KPK terus mendalami aliran dana dan mencari keterlibatan pihak lain, termasuk jaringan yang lebih luas yang mungkin terkait dalam praktik korupsi ini. Koordinasi dengan kepolisian juga dilakukan terkait temuan senjata api ilegal untuk memastikan proses hukum berjalan komprehensif dan adil.

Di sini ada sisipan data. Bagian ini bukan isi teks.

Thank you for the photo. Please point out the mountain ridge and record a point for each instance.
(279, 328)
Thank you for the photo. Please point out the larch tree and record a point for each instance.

Tanggapan Pemerintah dan Komitmen Reformasi
Pemerintah Provinsi Sumatera Utara menyatakan dukungan penuh terhadap penyidikan KPK dan berjanji memperbaiki sistem pengawasan dan tata kelola keuangan daerah. Dinas PUPR Sumut juga tengah melakukan evaluasi menyeluruh dan berkomitmen memperketat pengendalian proyek untuk mencegah kasus serupa.
Selain itu, pemerintah pusat menegaskan pentingnya sinergi antara KPK dan pemerintah daerah dalam membangun tata kelola pemerintahan yang bersih dan akuntabel, serta memperkuat pemberantasan korupsi sebagai bagian dari agenda reformasi birokrasi nasional.
Penutup
Kasus dugaan korupsi yang melibatkan Kepala Dinas PUPR Sumut dan keluarganya merupakan gambaran nyata tantangan besar pemberantasan korupsi di Indonesia. Temuan uang tunai Rp2,8 miliar dan senjata api ilegal memperlihatkan betapa kompleksnya jaringan korupsi dan penyalahgunaan wewenang yang harus dibongkar hingga tuntas.
Pemeriksaan istri Topan Ginting sebagai saksi menegaskan bahwa pemberantasan korupsi harus melibatkan seluruh elemen, termasuk keluarga dan jaringan pendukung pelaku. Diharapkan proses hukum berjalan transparan, profesional, dan memberikan efek jera sehingga masyarakat dapat kembali percaya pada sistem pemerintahan yang bersih dan berintegritas.
Kami akan terus mengikuti perkembangan kasus ini dan siap memberikan update terbaru seiring proses hukum yang berjalan.